Cristian Voica

Is Problem Posing a Tool for Identifying and Developing Mathematical Creativity

The mathematical creativity of fourth to sixth graders, high achievers in mathematics, is studied in relation to their problem-posing abilities. The study reveals that in problem-posing situations, mathematically high achievers develop cognitive frames that make them cautious in changing the parameters of their posed problems, even when they make interesting generalizations. These students display a kind of cognitive flexibility that seems mathematically specialized, which emerges from gradual and controlled changes in cognitive framing. More precisely, in a problem-posing context, students’ mathematical creativity manifests itself through a process of abstraction-generalization based on small, incremental changes of parameters, in order to achieve synthesis and simplification. This approach results from a tension between the students’ tendency to maintain a built-in cognitive frame, and the possibility to overcome it, which is constrained by their need to devise mathematical problems that are coherent and consistent.

Cognitive Variety in Rich-Challenging Tasks

Cognitive flexibility—a parameter that characterizes creativity—results from the interaction of various factors, among which is cognitive variety. Based on an empirical study, we analyze students’ and experts’ cognitive variety in a problem-posing context. Groups of students of different ages and studies (from primary to university) were asked to start from an image rich in mathematical properties, and generate as many problem statements related to the given input as possible. The students’ products were compared in-between, and to the problems posed by a group of experts (teachers of mathematics and researchers) who received the same images as input. The study revolves around the question: “In what ways does cognitive variety depend on age or training in mathematically promising individuals?” We found that cognitive variety seems randomly distributed among the groups we tested, contradicting the intuitive idea that this is age (and training) related, except at the expert level. In addition, when talking about mathematical creativity, more sophisticated parameters, such as validity, complexity and topic variety, as well as the potential of respondents’ products to break a well-internalized frame have to be taken into account. All those are to be balanced against the person’s level of expertise in the specified domain.

When Mathematics Meets Real Objects: How Does Creativity Interact with Expertise in Problem Solving and Posing?

The paper analyzes the results of activities undertaken by Mathematics students enrolled in a pre-service teacher-training program. Students were given the task to describe the way of building a figure from which one could get a box, to identify the geometric properties that allow producing the box, and to propose new models from which new boxes can be obtained. For creativity analysis, a cognitive flexibility framework has been used, within which students’ cognitive variety, cognitive novelty, and their capacity to make changes in cognitive framing are analyzed.
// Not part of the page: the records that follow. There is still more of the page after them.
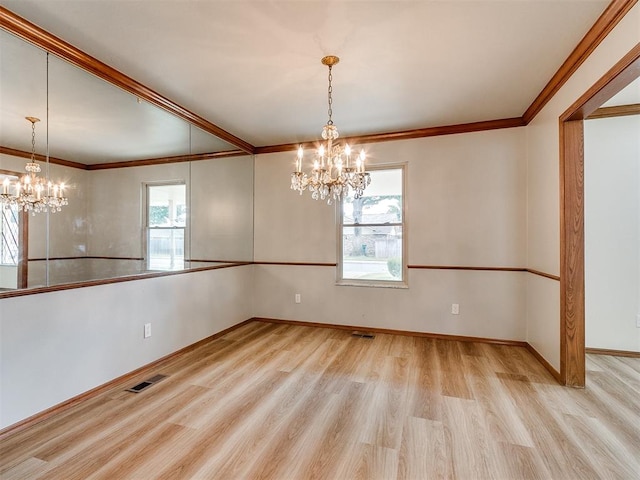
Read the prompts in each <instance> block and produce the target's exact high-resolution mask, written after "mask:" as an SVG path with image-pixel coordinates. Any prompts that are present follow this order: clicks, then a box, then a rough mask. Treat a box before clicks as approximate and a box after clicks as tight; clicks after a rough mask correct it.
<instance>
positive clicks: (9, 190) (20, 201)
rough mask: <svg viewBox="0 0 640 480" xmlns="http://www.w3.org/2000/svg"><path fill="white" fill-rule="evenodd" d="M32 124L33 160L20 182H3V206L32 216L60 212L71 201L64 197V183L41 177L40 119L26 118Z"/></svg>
mask: <svg viewBox="0 0 640 480" xmlns="http://www.w3.org/2000/svg"><path fill="white" fill-rule="evenodd" d="M25 118H26V119H27V120H28V121H29V122H31V158H30V161H29V163H27V164H26V165H25V170H26V171H27V173H26V174H24V175H23V176H22V177H20V178H19V179H18V180H14V181H11V180H10V179H9V178H5V179H4V181H3V182H2V193H1V194H0V199H1V200H2V206H3V207H4V208H9V207H10V206H12V205H15V206H17V207H18V210H21V211H25V212H30V213H31V214H32V215H35V214H36V213H41V212H52V213H53V212H59V211H60V210H61V209H62V207H63V206H65V205H68V204H69V201H68V199H67V197H65V196H64V189H65V185H64V183H59V184H58V183H55V184H54V183H52V182H50V181H49V180H48V179H47V178H43V177H39V176H38V173H40V172H41V169H40V164H38V163H36V123H37V122H39V121H40V119H39V118H35V117H25Z"/></svg>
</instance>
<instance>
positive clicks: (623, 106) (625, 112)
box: [587, 103, 640, 120]
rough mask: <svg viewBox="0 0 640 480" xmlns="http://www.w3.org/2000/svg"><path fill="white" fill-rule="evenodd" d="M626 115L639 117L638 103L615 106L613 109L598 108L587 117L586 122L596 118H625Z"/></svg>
mask: <svg viewBox="0 0 640 480" xmlns="http://www.w3.org/2000/svg"><path fill="white" fill-rule="evenodd" d="M627 115H640V103H633V104H631V105H616V106H613V107H600V108H599V109H597V110H596V111H595V112H593V113H592V114H591V115H589V116H588V117H587V120H594V119H596V118H610V117H625V116H627Z"/></svg>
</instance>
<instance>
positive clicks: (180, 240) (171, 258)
mask: <svg viewBox="0 0 640 480" xmlns="http://www.w3.org/2000/svg"><path fill="white" fill-rule="evenodd" d="M148 268H149V270H182V269H183V268H184V229H182V228H175V229H174V228H171V229H169V228H167V229H165V228H162V229H155V228H150V229H149V267H148Z"/></svg>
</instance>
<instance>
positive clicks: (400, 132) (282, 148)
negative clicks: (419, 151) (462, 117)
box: [254, 117, 526, 155]
mask: <svg viewBox="0 0 640 480" xmlns="http://www.w3.org/2000/svg"><path fill="white" fill-rule="evenodd" d="M525 125H526V124H525V123H524V120H523V119H522V118H521V117H516V118H502V119H499V120H487V121H483V122H473V123H462V124H457V125H444V126H441V127H427V128H417V129H414V130H402V131H399V132H389V133H376V134H371V135H357V136H351V137H345V138H344V141H346V142H348V143H349V144H351V145H352V146H353V145H362V144H367V143H377V142H389V141H392V140H409V139H412V138H424V137H436V136H441V135H454V134H458V133H470V132H482V131H485V130H497V129H501V128H513V127H524V126H525ZM300 146H302V148H305V149H307V148H309V149H313V148H316V147H317V143H316V141H309V142H298V143H285V144H281V145H269V146H264V147H256V148H255V150H254V153H255V154H256V155H259V154H264V153H277V152H294V151H296V150H297V149H298V147H300Z"/></svg>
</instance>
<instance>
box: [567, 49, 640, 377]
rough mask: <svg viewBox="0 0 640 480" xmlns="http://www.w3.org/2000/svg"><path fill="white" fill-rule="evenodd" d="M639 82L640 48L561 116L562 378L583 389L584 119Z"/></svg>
mask: <svg viewBox="0 0 640 480" xmlns="http://www.w3.org/2000/svg"><path fill="white" fill-rule="evenodd" d="M639 77H640V43H638V44H636V45H635V46H634V47H633V48H632V49H631V50H630V51H629V53H627V54H626V55H625V56H624V57H623V58H622V59H621V60H620V61H619V62H618V63H616V64H615V65H614V66H613V68H611V69H610V70H609V71H608V72H607V73H606V74H605V75H604V76H603V77H602V78H600V80H598V81H597V82H596V83H595V84H594V85H593V86H592V87H591V88H590V89H589V90H587V91H586V92H585V93H584V95H582V96H581V97H580V98H579V99H578V100H577V101H576V102H575V103H574V104H573V105H571V107H569V108H568V109H567V110H566V111H565V112H564V113H563V114H562V115H561V116H560V378H561V381H562V383H563V384H564V385H567V386H571V387H584V386H585V377H586V368H585V363H586V361H585V306H584V304H585V294H584V119H585V118H587V117H588V116H589V115H590V114H591V113H593V112H594V111H595V110H597V109H598V108H599V107H600V106H602V104H603V103H605V102H606V101H607V100H609V99H610V98H611V97H613V96H614V95H615V94H617V93H618V92H620V91H621V90H622V89H623V88H625V87H626V86H627V85H629V84H630V83H631V82H632V81H634V80H635V79H637V78H639Z"/></svg>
The analysis of some specific cases led to the conclusion that creativity manifestation is conditioned by a certain level of expertise. In the process of building a solution for a nonstandard problem, expertise and creativity support and mutually develop each other, enabling bridges to the unknown. This interaction leads also to an increase in expertise. Moreover, in order to get individual relevant data, the identification of creativity should take place based on tasks situated in the proximal range of the person’s expertise but exceeding his/her actual level of expertise at a time.
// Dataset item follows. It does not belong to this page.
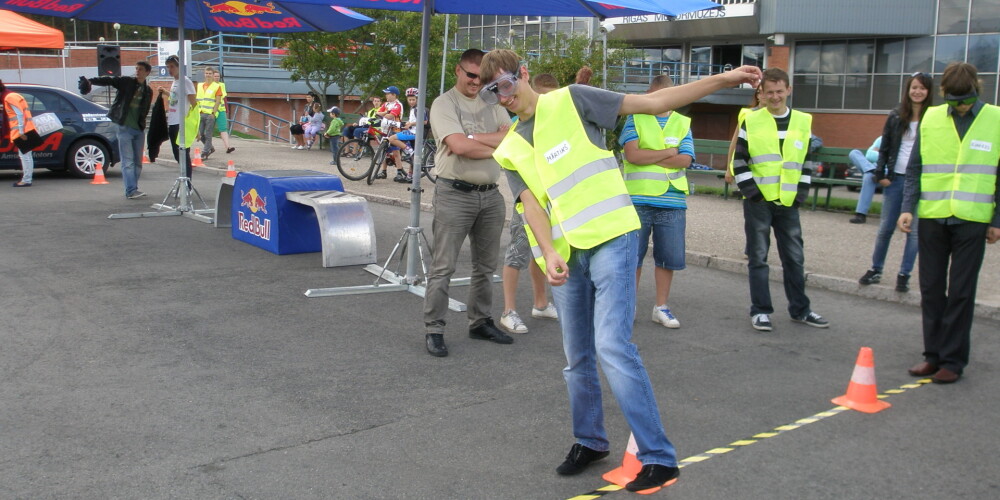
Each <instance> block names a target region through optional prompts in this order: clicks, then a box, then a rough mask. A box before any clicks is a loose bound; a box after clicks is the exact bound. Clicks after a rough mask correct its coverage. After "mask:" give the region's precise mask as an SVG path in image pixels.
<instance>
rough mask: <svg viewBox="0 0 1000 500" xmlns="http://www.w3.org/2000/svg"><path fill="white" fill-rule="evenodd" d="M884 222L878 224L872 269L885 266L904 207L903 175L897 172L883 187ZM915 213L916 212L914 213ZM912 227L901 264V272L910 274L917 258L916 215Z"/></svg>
mask: <svg viewBox="0 0 1000 500" xmlns="http://www.w3.org/2000/svg"><path fill="white" fill-rule="evenodd" d="M882 197H883V198H884V199H883V201H882V223H881V224H879V226H878V236H876V237H875V251H874V252H873V253H872V269H875V270H876V271H881V270H882V268H883V267H885V254H886V253H888V252H889V241H890V240H891V239H892V234H893V233H894V232H895V231H896V220H897V219H899V213H900V211H901V210H902V207H903V176H902V175H900V174H896V180H895V181H893V182H892V184H889V185H888V186H887V187H885V188H883V189H882ZM914 215H915V214H914ZM910 228H911V229H912V230H911V231H910V233H909V234H907V235H906V246H905V247H903V263H902V264H900V265H899V274H905V275H907V276H909V275H910V272H911V271H913V262H914V261H915V260H917V247H918V246H919V244H918V241H919V240H918V239H917V221H916V217H914V221H913V223H911V224H910Z"/></svg>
A Knowledge Discovery Platform for Spatial Education: Applications to Spatial Decomposition and Packing

The workshop aims to introduce the XColony Knowledge Discovery Kit -a new teaching platform based on geometric manipulatives and designed in the STEM education context for training creativity and spatial intelligence in primary and middle school students. After a brief introduction of the basic concepts, participants are invited to evaluate the platform from students’ perspective by actively participating in hands-on mini projects, with the goal of constructing 3D structures that allow them to discover new geometric properties. A relevant case study on how the platform can be utilized in class is presented and the participants discuss and identify other mathematical concepts and educational activities conducted in a similar manner. The workshop concludes with a test that participants can voluntarily take, or they can take it home and use it as a selfevaluation tool for spatial intelligence.